I am probably the only person not posting about the weather (yes I am a Brit and am pre-programmed to discuss it at every occasion and yes it is 38 degrees C while I am writing this but I am barely outside anymore so it has had virtually no impact on me – as long as the AC continues to run and there are no power cuts…so my request is everyone keep theirs off please).
I’ve noticed something recently, I’ve stopped saying, “But apart from that all is ok.”
It used to slip out whenever someone asked how I was. I’d list my issues, then tack that phrase on at the end. It annoyed me, but I couldn’t seem to stop.
Now it’s gone. My therapist noticed it too, and we talked about it. It’s a good sign. I’m no longer trying to convince myself, or others, that I’m okay. I just am.

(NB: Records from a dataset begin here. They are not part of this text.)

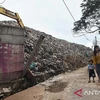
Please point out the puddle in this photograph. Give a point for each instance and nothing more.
(57, 87)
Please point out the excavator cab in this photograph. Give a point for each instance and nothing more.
(12, 15)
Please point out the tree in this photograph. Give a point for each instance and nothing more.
(90, 20)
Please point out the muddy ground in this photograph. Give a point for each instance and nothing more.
(62, 87)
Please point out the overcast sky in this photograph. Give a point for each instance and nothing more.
(49, 16)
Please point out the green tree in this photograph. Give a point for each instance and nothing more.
(90, 20)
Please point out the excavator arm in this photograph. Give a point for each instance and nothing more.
(12, 15)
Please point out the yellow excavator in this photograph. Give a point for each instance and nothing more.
(12, 15)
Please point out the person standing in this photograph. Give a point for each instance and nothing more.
(96, 60)
(91, 71)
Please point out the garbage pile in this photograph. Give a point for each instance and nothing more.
(55, 55)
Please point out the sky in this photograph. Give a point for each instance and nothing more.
(51, 17)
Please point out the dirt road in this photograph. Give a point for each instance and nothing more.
(62, 87)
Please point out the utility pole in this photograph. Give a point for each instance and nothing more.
(95, 43)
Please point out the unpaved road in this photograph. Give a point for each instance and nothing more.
(62, 87)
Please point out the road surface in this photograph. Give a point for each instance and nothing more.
(62, 87)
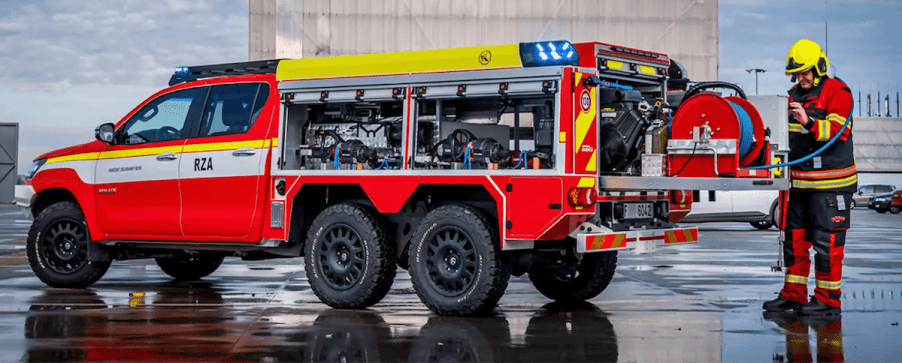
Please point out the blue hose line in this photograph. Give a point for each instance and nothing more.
(467, 162)
(816, 152)
(609, 84)
(746, 131)
(522, 160)
(384, 163)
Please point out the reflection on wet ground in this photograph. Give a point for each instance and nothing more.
(692, 303)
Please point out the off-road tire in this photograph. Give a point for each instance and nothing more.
(455, 264)
(57, 248)
(350, 261)
(189, 267)
(594, 273)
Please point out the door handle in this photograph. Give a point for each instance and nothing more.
(244, 151)
(167, 156)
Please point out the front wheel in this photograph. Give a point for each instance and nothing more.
(455, 264)
(57, 248)
(187, 267)
(570, 277)
(762, 225)
(350, 262)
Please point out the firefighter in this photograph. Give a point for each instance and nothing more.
(818, 211)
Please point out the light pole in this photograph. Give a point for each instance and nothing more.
(756, 70)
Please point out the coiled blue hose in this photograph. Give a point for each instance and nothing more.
(747, 134)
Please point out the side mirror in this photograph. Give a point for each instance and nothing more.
(105, 133)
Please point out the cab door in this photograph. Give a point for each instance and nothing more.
(137, 189)
(221, 172)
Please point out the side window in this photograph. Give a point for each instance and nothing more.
(232, 109)
(163, 119)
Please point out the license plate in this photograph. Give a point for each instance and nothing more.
(638, 210)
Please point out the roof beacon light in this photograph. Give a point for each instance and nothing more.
(553, 53)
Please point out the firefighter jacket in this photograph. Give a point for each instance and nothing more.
(827, 104)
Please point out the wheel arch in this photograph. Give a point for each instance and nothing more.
(47, 197)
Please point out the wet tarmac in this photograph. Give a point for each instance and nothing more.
(698, 302)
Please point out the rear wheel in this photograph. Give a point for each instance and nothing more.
(570, 277)
(190, 266)
(57, 248)
(350, 262)
(455, 264)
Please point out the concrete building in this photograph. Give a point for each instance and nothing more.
(686, 30)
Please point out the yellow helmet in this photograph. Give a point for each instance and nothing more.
(806, 54)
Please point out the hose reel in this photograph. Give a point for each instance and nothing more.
(715, 136)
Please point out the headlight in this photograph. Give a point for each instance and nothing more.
(34, 168)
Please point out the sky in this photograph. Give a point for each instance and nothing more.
(67, 66)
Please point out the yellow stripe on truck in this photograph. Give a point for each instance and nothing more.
(76, 157)
(420, 61)
(175, 149)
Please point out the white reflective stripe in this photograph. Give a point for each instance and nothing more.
(137, 169)
(829, 285)
(84, 168)
(795, 279)
(221, 163)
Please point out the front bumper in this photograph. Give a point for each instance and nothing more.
(24, 197)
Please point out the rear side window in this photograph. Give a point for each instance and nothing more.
(233, 109)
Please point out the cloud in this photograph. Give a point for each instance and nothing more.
(49, 45)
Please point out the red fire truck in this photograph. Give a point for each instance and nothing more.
(464, 166)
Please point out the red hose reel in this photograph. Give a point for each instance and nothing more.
(714, 136)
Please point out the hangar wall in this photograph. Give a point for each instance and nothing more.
(877, 147)
(686, 30)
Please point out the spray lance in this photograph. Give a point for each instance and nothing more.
(784, 195)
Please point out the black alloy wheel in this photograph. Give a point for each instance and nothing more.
(451, 261)
(349, 259)
(57, 248)
(342, 257)
(456, 265)
(65, 246)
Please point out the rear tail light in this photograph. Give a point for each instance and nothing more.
(583, 197)
(681, 196)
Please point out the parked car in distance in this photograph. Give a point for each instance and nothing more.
(896, 202)
(860, 198)
(881, 203)
(758, 208)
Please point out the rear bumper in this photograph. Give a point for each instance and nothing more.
(641, 241)
(24, 197)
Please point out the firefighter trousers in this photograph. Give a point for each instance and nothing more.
(820, 220)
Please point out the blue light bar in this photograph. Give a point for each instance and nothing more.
(552, 53)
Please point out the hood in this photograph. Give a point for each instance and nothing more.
(89, 147)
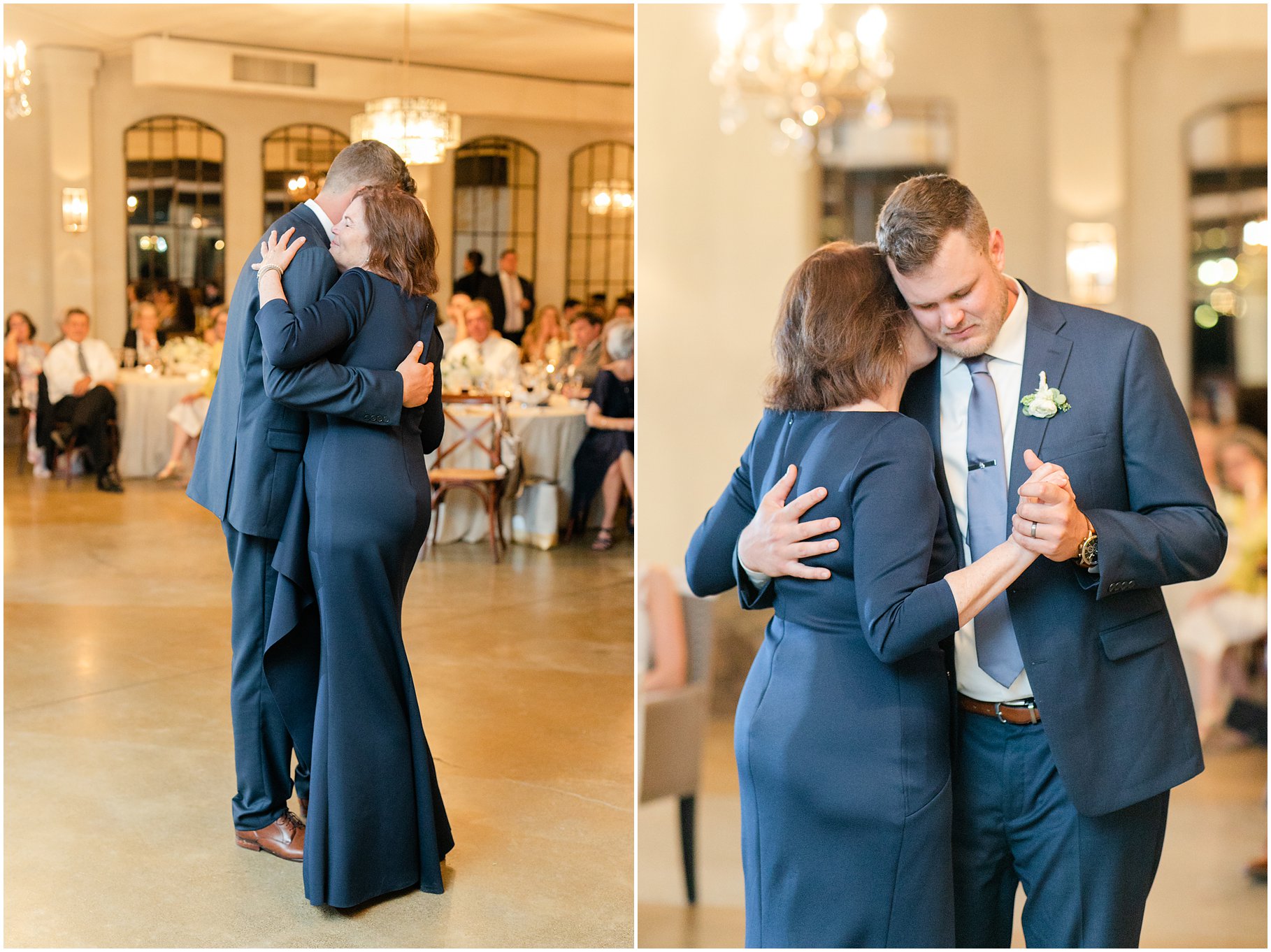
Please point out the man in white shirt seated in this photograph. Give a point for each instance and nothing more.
(80, 371)
(501, 357)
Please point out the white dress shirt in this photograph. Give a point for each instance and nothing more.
(322, 217)
(501, 357)
(1005, 368)
(514, 318)
(62, 369)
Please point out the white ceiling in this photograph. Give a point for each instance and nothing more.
(589, 42)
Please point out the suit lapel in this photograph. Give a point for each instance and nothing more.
(1044, 351)
(921, 401)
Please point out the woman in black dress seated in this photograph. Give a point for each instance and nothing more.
(375, 818)
(607, 459)
(843, 726)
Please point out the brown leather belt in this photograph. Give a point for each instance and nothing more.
(1012, 714)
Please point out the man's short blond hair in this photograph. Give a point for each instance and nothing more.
(919, 212)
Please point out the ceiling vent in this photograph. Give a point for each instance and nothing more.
(279, 73)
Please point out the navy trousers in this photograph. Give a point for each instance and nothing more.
(262, 745)
(1086, 879)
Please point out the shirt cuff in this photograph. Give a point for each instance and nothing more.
(756, 579)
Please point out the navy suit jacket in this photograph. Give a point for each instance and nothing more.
(256, 427)
(1098, 647)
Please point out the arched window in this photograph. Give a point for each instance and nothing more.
(601, 259)
(175, 203)
(295, 161)
(1227, 159)
(496, 203)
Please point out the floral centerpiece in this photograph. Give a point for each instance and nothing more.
(464, 373)
(185, 355)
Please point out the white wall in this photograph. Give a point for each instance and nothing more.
(244, 120)
(722, 222)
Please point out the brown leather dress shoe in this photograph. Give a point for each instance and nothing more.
(284, 838)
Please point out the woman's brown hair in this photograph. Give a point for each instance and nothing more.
(403, 247)
(839, 336)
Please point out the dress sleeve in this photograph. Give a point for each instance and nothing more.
(895, 517)
(293, 338)
(710, 561)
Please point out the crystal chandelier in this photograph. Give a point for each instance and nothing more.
(803, 68)
(17, 80)
(613, 197)
(417, 129)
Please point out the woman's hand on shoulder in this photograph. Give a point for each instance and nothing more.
(278, 251)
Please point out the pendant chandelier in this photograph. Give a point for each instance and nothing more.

Yes, I have PSP, and yes, it’s advancing. But right now, I’ve come to terms with it. I feel at peace.
That doesn’t mean I’ve given up. I haven’t been near the wheelchair, and I even feel a little better (though let’s not get ahead of ourselves, walking is still terrible). My mindset is one in which I will be stubborn but not stupid, I will fight but not to spite myself. I am determined not to use the wheelchair until I absolutely do and then I will embrace it and move on to the next fight. I am writing this to reinforce this to myself.
This isn’t a breakthrough or a permanent shift, but it’s noticeable. And I hope it continues.